Gretta Starr iniciou sua carreira como artista transformista em Santos (SP), em 1977, tornando-se uma das estrelas da casa noturna Pink Panther. Anos antes, havia iniciado a sua transição de gênero, identificando-se como travesti. Em 1979, ganhou o concurso Miss Universo Gay. A conquista gerou notoriedade, levando Gretta a apresentar-se pelo Brasil e no exterior, até mudar-se para o Japão, em 1985.


Glauco Mattoso e sua percepção sobre homossexualidade
Testemunho de Glauco Mattoso sobre as primeiras percepções acerca da sua sexualidade.
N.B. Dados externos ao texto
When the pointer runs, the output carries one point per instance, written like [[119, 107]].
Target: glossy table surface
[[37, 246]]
Museu da Diversidade Sexual. “Memórias da Diversidade Sexual – Glauco Mattoso”. 29 de agosto de 2018.
Anderson Herzer (1962-1982) foi um escritor e poeta transexual que teve como único livro publicado, em 1982, o livro “A queda para o alto”, sobre suas experiências como ex-interno da Fundação Estadual para o Bem Estar do Menor (FEBEM). Capa do livro “A queda para o alto”, de Anderson Herzer. Rio de Janeiro: Vozes, 1982.
Esta é uma das raras fontes conhecidas sobre pessoas transmasculinas no período – o que não significa que elas não existiam, mas que o entendimento a respeito dessas identidades ainda não estava consolidado, fazendo com que muitas vezes determinados sujeitos se identificassem ou fossem identificados por outros em categorias distintas das que condizem com sua experiência.